According to the Wind Trading Desk, Morgan Stanley analysts Meta A Marshall and Mary B Lenox released a new research report stating that Lumentum's non-GAAP gross margin for the second quarter reached 42.5%, exceeding analysts' expectations of 38.6% by 385 basis points, primarily due to product mix optimization and price increases for EML lasers. This performance drove the company's earnings per share to $1.67, far surpassing the expected $1.38.
More importantly, the company has made substantial progress in the emerging CPO market. Lumentum disclosed that it has received a multi-hundred-million-dollar CPO expansion order, which is expected to ship in the second half of 2027. Meanwhile, the OCS (Optical Subsystem) business has a backlog of over $400 million, expected to reach a quarterly scale of $100 million two quarters earlier than anticipated.
Morgan Stanley raised Lumentum's target price from $350 to $420, but maintained an "Equal-weight" rating. Analysts pointed out that despite the company's strong fundamentals, the stock price has already reflected optimistic expectations of approximately $20 earnings per share for the 2027 calendar year, and the current 25 times price-to-earnings ratio valuation is already quite full.
Gross Margin Significantly Exceeds Expectations, Pricing Power Highlighted
Lumentum's gross margin performance in the second quarter became the biggest highlight. The company reported non-GAAP revenue of $665.5 million and earnings per share of $1.67, both exceeding Morgan Stanley's expectations of $648.6 million and $1.38.

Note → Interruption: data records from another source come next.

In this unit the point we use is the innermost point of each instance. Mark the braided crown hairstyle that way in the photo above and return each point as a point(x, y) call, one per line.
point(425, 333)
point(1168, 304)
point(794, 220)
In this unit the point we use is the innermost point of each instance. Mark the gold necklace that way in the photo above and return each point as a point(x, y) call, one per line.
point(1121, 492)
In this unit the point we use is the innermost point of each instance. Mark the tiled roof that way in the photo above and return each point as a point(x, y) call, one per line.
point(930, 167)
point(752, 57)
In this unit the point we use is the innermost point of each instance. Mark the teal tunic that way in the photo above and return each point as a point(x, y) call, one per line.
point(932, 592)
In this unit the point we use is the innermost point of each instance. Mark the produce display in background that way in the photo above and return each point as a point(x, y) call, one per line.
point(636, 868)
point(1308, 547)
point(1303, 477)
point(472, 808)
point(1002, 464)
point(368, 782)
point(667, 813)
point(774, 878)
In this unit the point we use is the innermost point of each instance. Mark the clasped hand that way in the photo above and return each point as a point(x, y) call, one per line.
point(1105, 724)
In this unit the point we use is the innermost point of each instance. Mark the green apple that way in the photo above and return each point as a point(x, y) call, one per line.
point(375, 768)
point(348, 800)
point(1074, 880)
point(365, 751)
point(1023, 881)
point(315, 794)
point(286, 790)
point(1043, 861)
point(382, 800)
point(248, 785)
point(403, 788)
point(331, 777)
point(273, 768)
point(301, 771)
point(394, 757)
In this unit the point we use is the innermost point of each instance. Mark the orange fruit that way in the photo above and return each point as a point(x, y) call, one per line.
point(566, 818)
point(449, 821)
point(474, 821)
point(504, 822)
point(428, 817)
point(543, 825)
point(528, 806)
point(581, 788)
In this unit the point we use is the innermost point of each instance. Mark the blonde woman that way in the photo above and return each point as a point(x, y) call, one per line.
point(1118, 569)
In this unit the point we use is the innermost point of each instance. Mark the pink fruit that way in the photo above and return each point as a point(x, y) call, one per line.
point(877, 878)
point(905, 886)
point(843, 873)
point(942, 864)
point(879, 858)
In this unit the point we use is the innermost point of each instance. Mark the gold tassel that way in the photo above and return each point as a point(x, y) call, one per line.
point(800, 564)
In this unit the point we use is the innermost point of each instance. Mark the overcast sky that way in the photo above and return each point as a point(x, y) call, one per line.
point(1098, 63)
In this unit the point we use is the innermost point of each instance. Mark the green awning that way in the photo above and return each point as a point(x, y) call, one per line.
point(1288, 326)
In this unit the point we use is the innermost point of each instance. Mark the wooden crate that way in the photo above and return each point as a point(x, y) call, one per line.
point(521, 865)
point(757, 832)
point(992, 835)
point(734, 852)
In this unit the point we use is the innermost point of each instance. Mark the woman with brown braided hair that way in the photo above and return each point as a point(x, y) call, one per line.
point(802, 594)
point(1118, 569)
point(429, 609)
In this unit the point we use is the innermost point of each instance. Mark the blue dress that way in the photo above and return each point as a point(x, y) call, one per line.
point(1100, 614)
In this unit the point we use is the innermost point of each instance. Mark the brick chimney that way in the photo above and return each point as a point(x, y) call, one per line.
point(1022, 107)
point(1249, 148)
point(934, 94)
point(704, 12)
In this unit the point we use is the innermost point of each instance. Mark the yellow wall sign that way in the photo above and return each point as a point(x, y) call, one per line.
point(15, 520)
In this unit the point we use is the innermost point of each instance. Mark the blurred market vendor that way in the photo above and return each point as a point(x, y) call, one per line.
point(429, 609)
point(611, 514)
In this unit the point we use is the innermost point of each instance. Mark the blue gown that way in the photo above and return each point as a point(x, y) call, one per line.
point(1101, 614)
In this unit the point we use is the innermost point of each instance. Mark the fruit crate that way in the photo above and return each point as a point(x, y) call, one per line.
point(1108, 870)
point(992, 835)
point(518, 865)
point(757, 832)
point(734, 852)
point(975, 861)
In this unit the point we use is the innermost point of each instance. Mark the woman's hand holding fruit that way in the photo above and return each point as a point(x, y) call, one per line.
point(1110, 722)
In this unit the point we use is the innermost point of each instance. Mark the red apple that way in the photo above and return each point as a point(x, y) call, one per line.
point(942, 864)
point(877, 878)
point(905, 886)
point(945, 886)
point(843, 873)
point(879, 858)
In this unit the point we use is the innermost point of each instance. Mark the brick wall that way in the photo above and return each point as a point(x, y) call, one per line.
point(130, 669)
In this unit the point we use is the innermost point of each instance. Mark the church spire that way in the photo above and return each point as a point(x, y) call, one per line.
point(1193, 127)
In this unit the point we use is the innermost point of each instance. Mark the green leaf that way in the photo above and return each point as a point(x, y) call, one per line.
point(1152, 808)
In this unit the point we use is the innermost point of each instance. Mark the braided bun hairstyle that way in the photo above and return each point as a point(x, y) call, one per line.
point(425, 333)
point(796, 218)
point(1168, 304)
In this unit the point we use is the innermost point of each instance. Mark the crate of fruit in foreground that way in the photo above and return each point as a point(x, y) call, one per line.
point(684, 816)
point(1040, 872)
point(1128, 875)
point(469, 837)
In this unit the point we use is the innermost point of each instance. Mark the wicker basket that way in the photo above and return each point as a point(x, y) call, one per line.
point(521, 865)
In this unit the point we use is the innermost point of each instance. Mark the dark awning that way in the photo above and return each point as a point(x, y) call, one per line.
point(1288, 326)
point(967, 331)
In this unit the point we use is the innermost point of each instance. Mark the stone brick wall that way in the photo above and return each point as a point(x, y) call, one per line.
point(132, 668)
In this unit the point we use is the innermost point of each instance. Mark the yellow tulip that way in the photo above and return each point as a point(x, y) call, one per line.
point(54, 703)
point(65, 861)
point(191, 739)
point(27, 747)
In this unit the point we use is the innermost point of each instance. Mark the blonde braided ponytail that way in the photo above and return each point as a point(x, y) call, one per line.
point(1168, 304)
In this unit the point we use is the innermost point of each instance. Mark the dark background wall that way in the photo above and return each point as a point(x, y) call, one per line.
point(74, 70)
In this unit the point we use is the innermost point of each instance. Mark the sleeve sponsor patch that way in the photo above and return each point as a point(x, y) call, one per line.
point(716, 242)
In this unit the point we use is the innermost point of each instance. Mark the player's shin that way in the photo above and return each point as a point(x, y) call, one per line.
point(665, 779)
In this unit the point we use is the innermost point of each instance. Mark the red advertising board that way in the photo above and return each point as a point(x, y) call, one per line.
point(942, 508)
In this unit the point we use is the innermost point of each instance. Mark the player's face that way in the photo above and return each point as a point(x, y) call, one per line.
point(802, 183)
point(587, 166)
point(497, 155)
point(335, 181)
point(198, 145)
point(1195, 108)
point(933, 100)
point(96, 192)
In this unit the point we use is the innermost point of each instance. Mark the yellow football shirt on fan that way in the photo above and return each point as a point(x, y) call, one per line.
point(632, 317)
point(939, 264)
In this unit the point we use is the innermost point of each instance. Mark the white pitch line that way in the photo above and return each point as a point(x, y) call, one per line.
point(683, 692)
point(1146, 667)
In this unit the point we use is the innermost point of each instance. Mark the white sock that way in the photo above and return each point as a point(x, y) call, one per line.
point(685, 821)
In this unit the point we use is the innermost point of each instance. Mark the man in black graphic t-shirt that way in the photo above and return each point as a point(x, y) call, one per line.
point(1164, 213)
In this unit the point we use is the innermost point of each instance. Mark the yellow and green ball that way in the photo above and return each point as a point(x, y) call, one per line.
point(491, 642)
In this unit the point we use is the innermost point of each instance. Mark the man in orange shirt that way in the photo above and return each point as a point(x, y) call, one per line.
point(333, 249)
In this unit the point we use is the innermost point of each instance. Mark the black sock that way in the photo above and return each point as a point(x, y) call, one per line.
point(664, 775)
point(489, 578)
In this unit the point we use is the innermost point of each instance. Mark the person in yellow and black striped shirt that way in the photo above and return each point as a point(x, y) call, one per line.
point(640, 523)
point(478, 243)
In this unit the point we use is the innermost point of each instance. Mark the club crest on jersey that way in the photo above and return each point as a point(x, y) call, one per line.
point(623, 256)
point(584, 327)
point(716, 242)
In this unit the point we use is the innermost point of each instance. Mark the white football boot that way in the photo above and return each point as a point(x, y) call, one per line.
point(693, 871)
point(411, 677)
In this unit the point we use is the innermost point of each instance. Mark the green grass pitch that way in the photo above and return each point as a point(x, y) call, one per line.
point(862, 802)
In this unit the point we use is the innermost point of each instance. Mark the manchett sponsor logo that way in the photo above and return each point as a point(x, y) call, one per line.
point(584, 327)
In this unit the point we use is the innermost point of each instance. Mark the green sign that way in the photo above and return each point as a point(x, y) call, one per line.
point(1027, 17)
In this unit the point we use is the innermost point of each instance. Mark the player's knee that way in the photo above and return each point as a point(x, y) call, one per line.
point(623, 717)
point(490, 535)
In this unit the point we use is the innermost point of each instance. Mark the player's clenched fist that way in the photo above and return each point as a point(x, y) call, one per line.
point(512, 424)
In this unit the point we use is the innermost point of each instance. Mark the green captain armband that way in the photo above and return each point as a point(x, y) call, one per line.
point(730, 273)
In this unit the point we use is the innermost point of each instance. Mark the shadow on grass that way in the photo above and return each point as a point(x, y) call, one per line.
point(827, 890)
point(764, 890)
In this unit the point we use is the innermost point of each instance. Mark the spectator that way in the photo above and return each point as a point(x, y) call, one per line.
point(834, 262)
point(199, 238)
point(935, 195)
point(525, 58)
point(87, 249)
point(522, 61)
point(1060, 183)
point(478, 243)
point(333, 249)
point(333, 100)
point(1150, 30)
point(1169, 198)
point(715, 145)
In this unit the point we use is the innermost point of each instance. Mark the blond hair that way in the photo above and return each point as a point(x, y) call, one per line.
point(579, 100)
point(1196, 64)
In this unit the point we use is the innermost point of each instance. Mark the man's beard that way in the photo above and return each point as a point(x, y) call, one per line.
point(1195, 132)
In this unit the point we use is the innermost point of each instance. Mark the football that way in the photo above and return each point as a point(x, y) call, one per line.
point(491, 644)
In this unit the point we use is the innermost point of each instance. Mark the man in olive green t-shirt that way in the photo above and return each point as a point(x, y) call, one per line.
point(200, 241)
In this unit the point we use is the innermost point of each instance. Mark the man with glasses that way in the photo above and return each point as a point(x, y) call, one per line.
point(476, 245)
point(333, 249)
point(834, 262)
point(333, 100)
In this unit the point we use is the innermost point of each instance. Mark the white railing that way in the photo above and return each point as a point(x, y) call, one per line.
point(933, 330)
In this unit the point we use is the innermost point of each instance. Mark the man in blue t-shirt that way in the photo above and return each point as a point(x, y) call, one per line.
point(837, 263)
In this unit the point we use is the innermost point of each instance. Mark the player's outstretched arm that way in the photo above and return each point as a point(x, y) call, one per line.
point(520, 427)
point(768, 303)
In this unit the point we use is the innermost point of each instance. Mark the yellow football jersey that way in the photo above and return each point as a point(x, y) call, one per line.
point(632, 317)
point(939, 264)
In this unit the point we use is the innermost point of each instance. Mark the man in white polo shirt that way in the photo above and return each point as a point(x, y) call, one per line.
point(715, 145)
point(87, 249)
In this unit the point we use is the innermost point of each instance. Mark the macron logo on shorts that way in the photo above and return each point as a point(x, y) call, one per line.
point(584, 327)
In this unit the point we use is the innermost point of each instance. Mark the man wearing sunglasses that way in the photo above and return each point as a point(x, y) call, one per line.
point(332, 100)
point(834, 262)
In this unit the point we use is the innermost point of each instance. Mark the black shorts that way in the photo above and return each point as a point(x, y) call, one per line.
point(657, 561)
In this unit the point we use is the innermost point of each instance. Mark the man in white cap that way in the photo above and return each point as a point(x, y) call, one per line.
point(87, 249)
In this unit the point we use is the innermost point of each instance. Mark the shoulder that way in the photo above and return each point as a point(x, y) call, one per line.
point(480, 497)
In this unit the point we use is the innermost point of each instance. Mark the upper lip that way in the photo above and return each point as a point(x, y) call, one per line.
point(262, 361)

The outperformance in gross margin primarily stems from two factors. First is the improvement in product mix, with a higher proportion of revenue coming from high-margin EML lasers and OCS products. Second, the company successfully implemented price increases amid ongoing supply constraints. Management stated that although the company increased capacity by 20% in the December quarter, supply shortages are still persisting, which gives the company pricing power.
The non-GAAP operating margin reached 25.2%, also significantly exceeding Morgan Stanley's expectation of 20.6%. The company demonstrated its ability to enhance both revenue and margins in a strong demand environment.
As a result, Morgan Stanley significantly raised its earnings forecasts. The revenue and earnings per share expectations for the third quarter were raised from $695.3 million and $1.56 to $804.3 million and $2.24. The full-year revenue and earnings per share expectations for fiscal year 2026 were raised from $2.621 billion and $5.60 to $2.915 billion and $7.63.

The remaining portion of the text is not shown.